2-3

「っはぁ、お前まだガキだろ。急にエロくなんな」


久々に一緒にシャワーを浴びる彼から、低い声が聞こえる。


『知らない』

「言えよ。どこでスイッチが入るんだ」

『最近知ったんだよな』

「あ?」

『愁は責められる方が好きだって』

「ああ?」


私の身体を洗う彼の手が止まる。


ーービシャッ


『!?』


顔の前で勢いよく出されたお湯に、むせる私。


「ガキが偉そうに言ってんじゃねえぞ」

『けほっ!けほっ…はっはぁ』

「やられてやってんだ。勘違いすんな。機嫌取りだろあんなの」

『…っは?』


困った表情の彼はもうどこにもいない。

私の後ろにいるのは、周りから最恐だと言われた1匹の狼。


「責められる方が好きだって?違えよ。

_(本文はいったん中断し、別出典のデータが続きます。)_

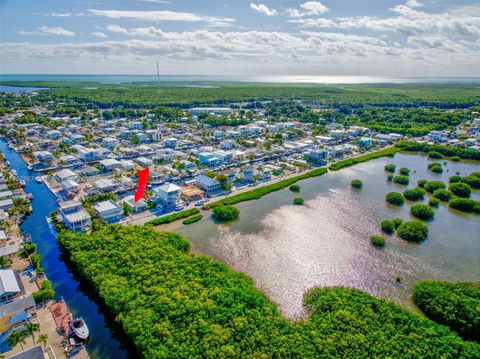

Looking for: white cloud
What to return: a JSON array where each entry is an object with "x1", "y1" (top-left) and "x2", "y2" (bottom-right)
[
  {"x1": 39, "y1": 26, "x2": 75, "y2": 36},
  {"x1": 17, "y1": 26, "x2": 75, "y2": 36},
  {"x1": 405, "y1": 0, "x2": 423, "y2": 8},
  {"x1": 300, "y1": 1, "x2": 328, "y2": 15},
  {"x1": 287, "y1": 1, "x2": 329, "y2": 17},
  {"x1": 250, "y1": 3, "x2": 277, "y2": 16},
  {"x1": 140, "y1": 0, "x2": 173, "y2": 4},
  {"x1": 88, "y1": 9, "x2": 235, "y2": 26},
  {"x1": 50, "y1": 12, "x2": 72, "y2": 17},
  {"x1": 90, "y1": 31, "x2": 108, "y2": 39}
]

責めてるお前を見るのが好きなんだ。お子様はこれだから困るよな」

『…っ!』


あぁ、彼には到底敵わない。


「まあ、あれにはやられたけど」

『…あれ?』

「サザンカの写真の意味」


私が彼を驚かすことができたのは、それだけ、か。


ーちゅ


「背中の痕、やっと消えてきたな」

『そう?それは良かった』


背中に寄る彼の顔に、ビクンと震える身体。


ーベロ


『んっ…』



「ロシア語、夜でいいか?」



ーーー狼には敵わない。


けれど。


携帯の画面の写真は…ピンク色のサザンカ。

花言葉は"永遠の愛"

狼は気付いていないだろう。


ーーーつまり、私の勝ち。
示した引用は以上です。